The American Academy of Sleep Medicine and the Sleep Research Society recommend that adults aged 18–60 years sleep at least seven hours each night to promote optimal health and well-being. Sleeping less than seven hours per day is associated with an increased risk of developing chronic conditions such as obesity, diabetes, high blood pressure, heart disease, stroke, and frequent mental distress.

Sleep duration seems to vary widely among geography and different demographic groups. For example, only 54 percent of Native Hawaiians/Pacific Islanders, non-Hispanic blacks, multiracial non-Hispanics get the recommended seven hours of sleep at night. On the other hand, 67 percent of Non-Hispanic whites get the recommended amount of sleep.

People who live in the Southeast and Appalachian Mountains report getting less sleep. Previous studies have shown that these regions also have the highest prevalence of obesity and other chronic conditions.
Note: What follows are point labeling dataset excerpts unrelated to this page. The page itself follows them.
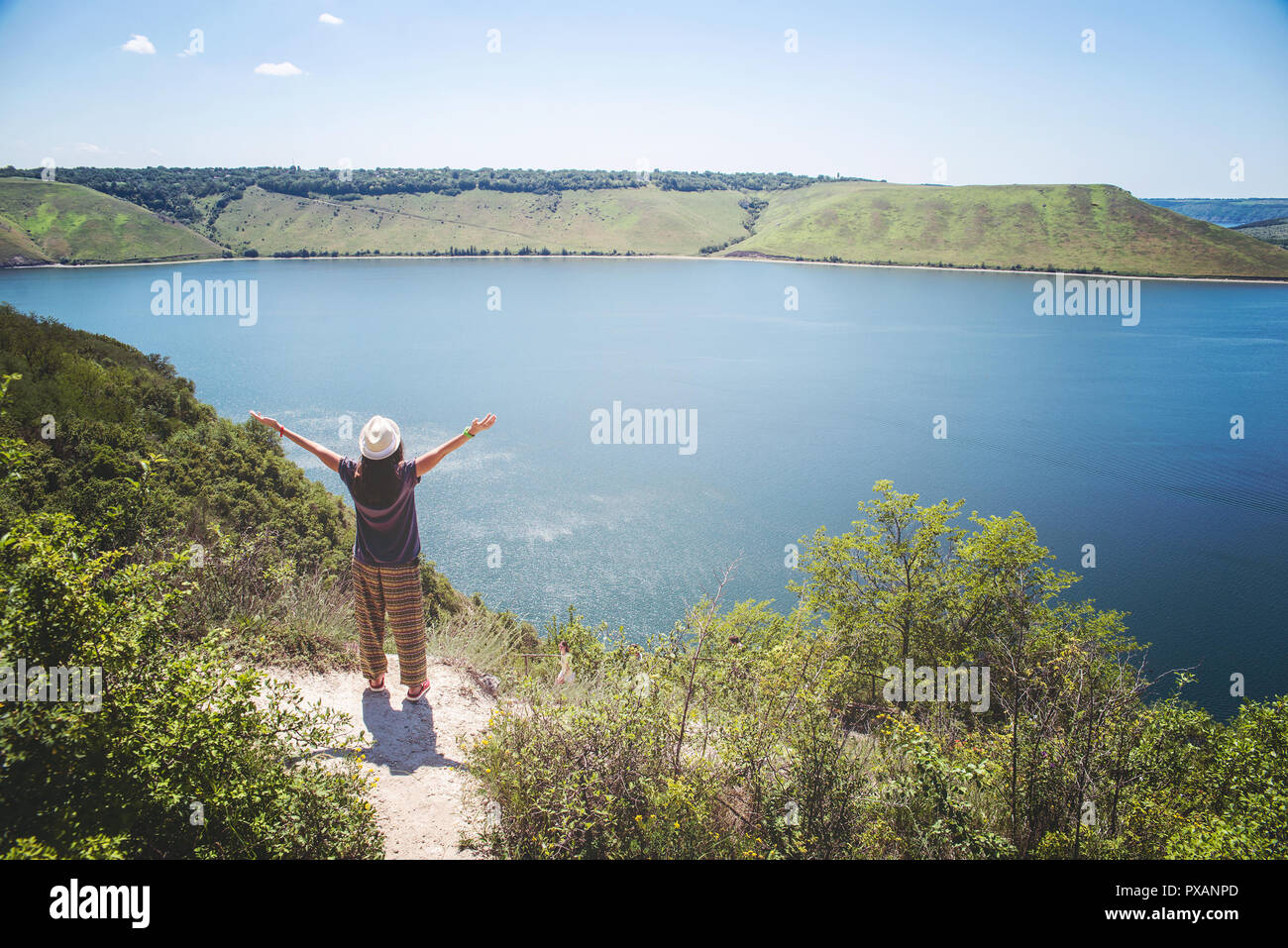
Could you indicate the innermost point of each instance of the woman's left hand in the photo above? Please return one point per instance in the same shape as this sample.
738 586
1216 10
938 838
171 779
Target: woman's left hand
476 427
Those who are married, employed, and have a college degree get more sleep than those who are unmarried, unemployed, and have a lower education level.
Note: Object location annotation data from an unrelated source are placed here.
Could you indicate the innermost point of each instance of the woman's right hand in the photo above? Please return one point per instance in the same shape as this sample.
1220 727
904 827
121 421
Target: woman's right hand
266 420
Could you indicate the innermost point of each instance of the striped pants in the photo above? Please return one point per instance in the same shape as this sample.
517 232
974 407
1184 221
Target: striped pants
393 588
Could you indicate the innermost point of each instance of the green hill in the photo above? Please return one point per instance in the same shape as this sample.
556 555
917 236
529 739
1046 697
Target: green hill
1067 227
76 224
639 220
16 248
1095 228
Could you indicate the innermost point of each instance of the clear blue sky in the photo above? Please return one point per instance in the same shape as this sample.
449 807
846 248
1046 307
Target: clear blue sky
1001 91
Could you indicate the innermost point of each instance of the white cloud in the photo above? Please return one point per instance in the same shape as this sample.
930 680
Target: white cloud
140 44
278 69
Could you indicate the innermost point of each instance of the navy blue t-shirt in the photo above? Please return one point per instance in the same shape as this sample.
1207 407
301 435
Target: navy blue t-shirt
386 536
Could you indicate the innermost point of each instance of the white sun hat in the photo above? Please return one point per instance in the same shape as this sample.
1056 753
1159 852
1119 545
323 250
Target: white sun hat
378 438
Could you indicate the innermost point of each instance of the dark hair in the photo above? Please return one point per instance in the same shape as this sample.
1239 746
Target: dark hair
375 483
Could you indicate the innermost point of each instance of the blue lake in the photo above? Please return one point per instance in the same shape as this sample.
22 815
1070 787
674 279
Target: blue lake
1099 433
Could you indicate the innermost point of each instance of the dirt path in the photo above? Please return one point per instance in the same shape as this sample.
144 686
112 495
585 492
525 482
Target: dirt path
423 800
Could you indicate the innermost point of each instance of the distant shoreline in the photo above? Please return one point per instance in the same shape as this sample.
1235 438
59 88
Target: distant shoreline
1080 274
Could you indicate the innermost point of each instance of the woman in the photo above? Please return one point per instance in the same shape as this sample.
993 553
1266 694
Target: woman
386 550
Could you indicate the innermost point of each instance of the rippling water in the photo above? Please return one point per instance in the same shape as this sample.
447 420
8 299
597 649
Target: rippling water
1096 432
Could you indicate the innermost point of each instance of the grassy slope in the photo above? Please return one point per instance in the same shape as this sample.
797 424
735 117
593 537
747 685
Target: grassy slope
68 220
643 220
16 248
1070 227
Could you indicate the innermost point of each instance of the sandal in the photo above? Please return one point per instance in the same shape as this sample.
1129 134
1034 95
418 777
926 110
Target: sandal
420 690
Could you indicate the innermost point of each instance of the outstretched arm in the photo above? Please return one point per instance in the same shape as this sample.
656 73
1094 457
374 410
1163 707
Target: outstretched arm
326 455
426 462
"As a nation we are not getting enough sleep," Wayne Giles, director of CDC's Division of Population Health, said in a written statement. "Lifestyle changes such as going to bed at the same time each night; rising at the same time each morning; and turning off or removing televisions, computers, mobile devices from the bedroom, can help people get the healthy sleep they need."

Sleep Tips

  • Take an hour before bed to wind down by doing something relaxing, like reading a book. Avoid using electronic devices as studies have shown that the light stimulates the brain rather than relaxes it.
  • Avoid big meals and caffeine before bed. Caffeine should be self-explanatory and large meals can often cause ingestion that can make it hard to sleep. A light snack 45 minutes before bed is OK.
  • It might seem counterintuitive, but daily exercise is very helpful for getting a good night's sleep.
  • Consider the age of your mattress and pillows and decide if they need replacing. Both can affect your quality of sleep as they age. Your bedroom should be dark, quiet and kept at a cool temperature (60 to 67 degrees).